According to the AAFP, women who would like to attempt a VBAC should be informed that their chance for success is influenced by the following:
Positive Factors (increased likelihood of successful VBAC):
- Age – less than 40 years old
- Prior vaginal delivery (particularly prior successful VBAC)
- Favorable cervical factors
- Labor begins spontaneously
- Non-recurrent indication that was present for prior cesarean delivery
Negative Factors (decreased likelihood of successful VBAC):
- Increased number of prior cesarean deliveries
- Gestational age – baby is less than 40 weeks
- Birth weight – baby weighs less than 4,000 g (8.8 pounds)

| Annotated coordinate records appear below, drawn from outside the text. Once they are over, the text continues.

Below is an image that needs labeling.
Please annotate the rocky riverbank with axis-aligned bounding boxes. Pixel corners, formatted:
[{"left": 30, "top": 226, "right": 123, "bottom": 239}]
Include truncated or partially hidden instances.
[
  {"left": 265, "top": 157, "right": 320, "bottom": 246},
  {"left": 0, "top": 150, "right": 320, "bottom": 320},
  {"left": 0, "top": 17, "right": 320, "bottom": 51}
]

- Labor must be induced or augmented
If you decide to attempt a VBAC and you wish to use pain medication, such as an epidural or narcotics, you should discuss this with your obstetrician well before your due date. Pain relief medications can be used with a VBAC; however, it’s important to use them wisely. Epidurals can slow labor and may increase your chance of needing another c-section. However, some studies indicate that if you delay an epidural until you are dilated at least 5 centimeters, your chances of having a cesarean delivery drop dramatically. Narcotics can lessen your anxiety and help relax you and, while they do not increase your chances of having a cesarean, they do affect your physical mobility and may affect your baby because they enter your bloodstream and therefore can cross the placenta.
There are plenty of ways you can help ensure you and your baby are safe during a VBAC delivery. Consider taking a childbirth refresher course to brush up on breathing and relaxation techniques that will help you labor efficiently and reduce stress on your body, or hire a doula to help coach you through labor. And during labor, let your doctor know immediately if you feel any unusual abdominal pain or tenderness.
The best way to prepare for your VBAC is to educate yourself and your partner about the benefits as well as the risks, and what you can expect. Read everything you can on the subject, ask plenty of questions of your doctor or midwife, and talk to other mothers who have experienced a VBAC, as well as those who have never had a cesarean.
If you want to try a VBAC but your doctor is unwilling to let you, and you are not prevented by any physical or medical reasons, then ask to be referred to one who will support you and be with you from the beginning of labor through delivery.